Whether inspired by the trees and rocks or not, we arrived at the apartment and retired to the bedroom by mutual consent, without discussion. But this time we simply lay on the sheet and talked in low voices, touching but not getting all heated up. Suzy was replaying some of the therapy session in her mind, dropping a few words about the highlights, but mostly she was silently reviewing her conversation with George so she wouldn't forget any of it. Obviously this was very important to her, so I kept quiet and let her go at it.

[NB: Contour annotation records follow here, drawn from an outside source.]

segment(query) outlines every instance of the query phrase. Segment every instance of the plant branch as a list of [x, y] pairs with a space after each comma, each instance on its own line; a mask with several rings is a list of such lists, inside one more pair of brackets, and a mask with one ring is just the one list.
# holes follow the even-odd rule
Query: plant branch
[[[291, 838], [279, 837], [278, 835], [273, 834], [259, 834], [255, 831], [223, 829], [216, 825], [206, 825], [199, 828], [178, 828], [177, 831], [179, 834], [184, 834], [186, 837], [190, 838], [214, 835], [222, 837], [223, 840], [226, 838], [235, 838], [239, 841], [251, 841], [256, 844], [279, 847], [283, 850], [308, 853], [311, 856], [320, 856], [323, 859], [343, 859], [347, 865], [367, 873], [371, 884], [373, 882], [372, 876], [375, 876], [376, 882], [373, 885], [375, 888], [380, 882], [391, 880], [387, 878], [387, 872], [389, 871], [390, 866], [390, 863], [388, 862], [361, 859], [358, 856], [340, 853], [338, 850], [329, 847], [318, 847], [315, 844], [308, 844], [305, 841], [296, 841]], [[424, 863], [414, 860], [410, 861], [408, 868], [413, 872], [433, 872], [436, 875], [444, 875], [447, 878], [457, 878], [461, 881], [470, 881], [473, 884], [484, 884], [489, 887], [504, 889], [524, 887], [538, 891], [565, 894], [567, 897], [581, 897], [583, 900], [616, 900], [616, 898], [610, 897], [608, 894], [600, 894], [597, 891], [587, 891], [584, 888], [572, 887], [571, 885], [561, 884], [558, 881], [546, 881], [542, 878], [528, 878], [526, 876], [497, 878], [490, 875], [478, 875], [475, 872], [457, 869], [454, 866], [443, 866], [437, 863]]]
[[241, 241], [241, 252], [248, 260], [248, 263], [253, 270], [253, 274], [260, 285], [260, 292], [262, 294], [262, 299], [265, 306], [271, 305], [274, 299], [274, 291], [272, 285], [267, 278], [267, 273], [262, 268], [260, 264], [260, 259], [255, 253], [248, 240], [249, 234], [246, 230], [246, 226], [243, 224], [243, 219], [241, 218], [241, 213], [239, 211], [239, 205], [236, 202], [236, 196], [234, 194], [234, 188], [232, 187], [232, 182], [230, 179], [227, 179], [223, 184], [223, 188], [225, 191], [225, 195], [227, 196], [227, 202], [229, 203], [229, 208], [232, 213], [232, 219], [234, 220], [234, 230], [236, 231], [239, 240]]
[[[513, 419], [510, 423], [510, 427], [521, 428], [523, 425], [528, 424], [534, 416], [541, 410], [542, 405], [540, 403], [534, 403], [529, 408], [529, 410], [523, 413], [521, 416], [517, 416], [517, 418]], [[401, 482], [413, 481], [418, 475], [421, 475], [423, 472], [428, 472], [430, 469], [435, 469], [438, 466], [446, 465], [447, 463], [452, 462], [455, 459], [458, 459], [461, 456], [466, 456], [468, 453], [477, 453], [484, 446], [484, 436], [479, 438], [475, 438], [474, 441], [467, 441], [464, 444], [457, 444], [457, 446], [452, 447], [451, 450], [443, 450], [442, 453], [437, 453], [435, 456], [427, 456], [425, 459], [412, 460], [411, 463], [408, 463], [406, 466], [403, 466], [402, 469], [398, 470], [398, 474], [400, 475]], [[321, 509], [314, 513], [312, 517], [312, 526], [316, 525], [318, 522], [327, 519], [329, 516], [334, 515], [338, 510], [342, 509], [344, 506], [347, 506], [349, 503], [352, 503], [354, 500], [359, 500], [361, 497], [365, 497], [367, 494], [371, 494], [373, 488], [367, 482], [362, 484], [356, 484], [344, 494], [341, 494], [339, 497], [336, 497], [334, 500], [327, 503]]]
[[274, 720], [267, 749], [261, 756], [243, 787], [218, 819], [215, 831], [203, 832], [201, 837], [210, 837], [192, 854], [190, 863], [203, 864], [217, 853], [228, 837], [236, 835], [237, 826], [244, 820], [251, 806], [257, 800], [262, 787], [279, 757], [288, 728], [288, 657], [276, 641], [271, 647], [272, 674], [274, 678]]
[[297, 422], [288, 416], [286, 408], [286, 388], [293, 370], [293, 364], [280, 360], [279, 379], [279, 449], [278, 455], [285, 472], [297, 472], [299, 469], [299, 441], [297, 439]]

She appeared to get to an interesting part, and was very still for about a minute with a look of intense concentration on her face. "I'm still having trouble getting past the notion of loss. I keep trying to tell myself that I've found my life companion and I'll never be left alone again, but my experience tells me that anybody I feel strongly about will be taken from me, and no matter how close we are, I'll be abandoned again. It's a strong feeling, and I can't shake it."

"Your unconscious mind is just trying to protect you, and no matter what I tell you, you'll end up listening to yourself and blowing me off. I have no intention of ever leaving you, and if anybody tried to take you from me he'd be in for the fight of his life. But your mind is saying, in effect, 'Why should I listen to him? What does he know?' This is going to call for real persuasion, and it may be necessary to get into hypnosis or something high powered like that. George will know how to handle it, but you need to make it clear to him what kind of a battle is going on in your head."

"But how can I put my whole self into loving you and making a life with you, if I keep telling myself that it won't work, or that it won't last?"

"I think it's a good thing you're having two sessions a week, not one. You're beyond my depth, and only George can answer that question. Put your trust in George, and your faith in yourself. Don't hold anything back, and you'll come out of this all right. But right now I think you're just going in circles. I used to do that, and the only thing that helped was talking with George. What happens is that the more times you think the same thought, the deeper it gets implanted in your mind, and the harder it is to root it out. So I suggest that you try to shut your head off for a while and think about something else, and save the loss scenario for Thursday night. Incidentally, I'll be out in the waiting room as usual, so if he wants me to sit in on part of the session, all he'll have to do is whistle."

"All right. It's got my brain tired, anyway. I'm really sorry that I have to be such a burden on you. I'd like to be positive and upbeat for you, and instead I keep coming up with one problem after another."

"Well, sure. That's what therapy is all about. The answers are usually obvious, once you figure out what the problems are. But don't get down on yourself. Try to look at all that you've accomplished since you've been here. You no longer feel that you have to lie to me and manipulate me. You've told me all about your Clarence Hempstead project and worked out an agreement with me to collaborate on it. You've done additional research on the matter of where he was working on his blockade runner. You've started seeing a therapist to get your head straightened out. You've declared your undying love for me, and pledged your loyalty to me forever, and you've got me licking your feet like an adoring puppy. Now you've helped me over a rough spot in my novel about Henry and Fern. That's a lot to accomplish in a short time. I should think you'd be pretty proud of yourself."